Koji's cups run over for the sake of perfection
Perfect cuts of sashimi are complemented by handmade grapefruit soy sauce and grapefruit vinegar, which deliver a delicious surprise on the diner's culinary journey through Japanese food culture.
Equally, whether it is the caramelized silver cod or marbled rare beef, prime cuts of meat and seafood are another area of supreme indulgence at Koji.
Working in concert with the beautiful food, Koji provides Japanese epicurean delights of a liquid nature-making it a destination for sake lovers, too. Tanioka selects high-quality sake from renowned Japanese distillers that are hard to find in China-including Jikon's Junmai Ginjyo Yumadanishiki Nama, Ohmine's Junmai and Ippakusuisei's Sunday Back Nine.

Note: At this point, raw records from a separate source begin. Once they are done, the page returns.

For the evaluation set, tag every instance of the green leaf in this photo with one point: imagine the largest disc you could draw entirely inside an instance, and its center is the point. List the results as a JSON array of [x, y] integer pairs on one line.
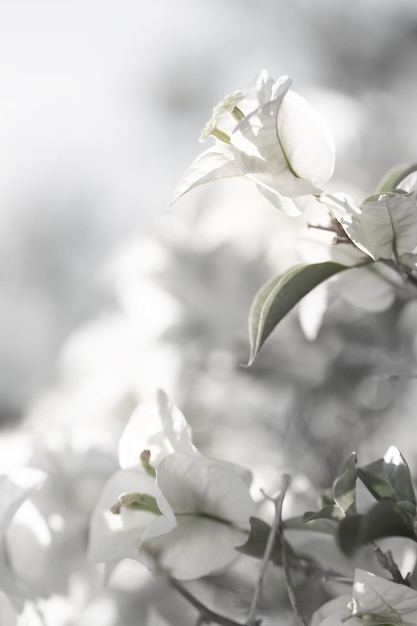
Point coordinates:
[[258, 537], [394, 177], [389, 477], [317, 525], [279, 295], [385, 519], [344, 487], [330, 512]]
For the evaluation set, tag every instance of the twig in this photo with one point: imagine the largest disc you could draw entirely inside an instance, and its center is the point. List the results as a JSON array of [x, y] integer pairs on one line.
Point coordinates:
[[206, 615], [387, 562], [287, 570], [278, 501]]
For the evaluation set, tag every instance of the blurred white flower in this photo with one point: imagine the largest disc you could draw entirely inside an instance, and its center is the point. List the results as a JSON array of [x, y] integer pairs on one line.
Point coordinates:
[[15, 487], [383, 228], [189, 519], [374, 599], [370, 287], [271, 136]]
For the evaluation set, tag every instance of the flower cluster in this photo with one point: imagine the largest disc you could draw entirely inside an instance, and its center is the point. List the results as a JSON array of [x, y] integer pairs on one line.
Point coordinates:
[[374, 600], [170, 507]]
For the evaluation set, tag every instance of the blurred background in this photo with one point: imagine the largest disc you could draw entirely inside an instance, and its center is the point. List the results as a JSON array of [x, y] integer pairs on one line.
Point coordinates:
[[102, 105], [105, 294]]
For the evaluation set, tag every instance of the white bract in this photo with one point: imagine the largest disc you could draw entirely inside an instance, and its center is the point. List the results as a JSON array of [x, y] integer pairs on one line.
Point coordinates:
[[187, 519], [271, 136], [374, 600], [383, 228], [369, 286]]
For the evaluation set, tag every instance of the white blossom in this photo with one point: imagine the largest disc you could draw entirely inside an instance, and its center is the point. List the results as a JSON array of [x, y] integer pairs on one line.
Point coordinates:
[[273, 138], [187, 516], [374, 600]]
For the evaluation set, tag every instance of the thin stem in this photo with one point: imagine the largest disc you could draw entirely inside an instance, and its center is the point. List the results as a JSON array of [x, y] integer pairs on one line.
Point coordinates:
[[287, 570], [205, 614], [278, 501], [386, 561]]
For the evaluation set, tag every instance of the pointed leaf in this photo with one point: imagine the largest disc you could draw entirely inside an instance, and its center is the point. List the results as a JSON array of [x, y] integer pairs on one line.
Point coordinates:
[[385, 519], [344, 487], [393, 178], [279, 295], [317, 525], [389, 477], [213, 164], [331, 512]]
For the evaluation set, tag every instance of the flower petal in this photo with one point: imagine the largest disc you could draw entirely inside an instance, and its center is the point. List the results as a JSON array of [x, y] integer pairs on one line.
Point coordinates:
[[205, 486], [373, 595], [306, 140], [212, 164]]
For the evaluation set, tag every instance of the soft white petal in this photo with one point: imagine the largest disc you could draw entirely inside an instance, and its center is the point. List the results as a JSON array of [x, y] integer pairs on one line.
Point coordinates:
[[377, 596], [8, 616], [212, 164], [388, 226], [156, 425], [113, 537], [371, 287], [306, 140], [15, 487], [260, 154], [335, 609], [282, 203], [383, 229], [311, 311], [203, 485], [197, 547]]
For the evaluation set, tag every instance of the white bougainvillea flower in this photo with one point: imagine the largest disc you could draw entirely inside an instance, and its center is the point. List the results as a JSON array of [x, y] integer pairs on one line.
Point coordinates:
[[212, 507], [271, 136], [384, 228], [186, 517], [156, 425], [116, 529], [374, 600], [15, 487], [369, 286]]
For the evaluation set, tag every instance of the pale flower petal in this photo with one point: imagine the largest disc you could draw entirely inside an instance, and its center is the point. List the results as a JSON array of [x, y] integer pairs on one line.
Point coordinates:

"There are three kinds of sake," he observes. "The cheap sake to get you drunk, the sake that pairs with food, each complementing one other, and the sake that can be enjoyed alone. Jikon's sake belongs in the third category."
As a sake sommelier, Tanioka was the youngest of his countrymen to ever pass the Diplome de Senior Sommelier in 2003.
He started his culinary journey at the age of 18, when he worked part-time in the kitchen at a Chinese restaurant in his hometown of Kumamoto in Japan.
In 1998, after graduating from college, Tanioka moved to Toyko to work for an Italian restaurant, where he started to learn to be a sommelier and a chef.
He then decided to change his career, becoming a general manager of hotels in a bid to hone his management skills. In the role, he helped in the preparation and opening of many hotels and, of course, the numerous restaurants within.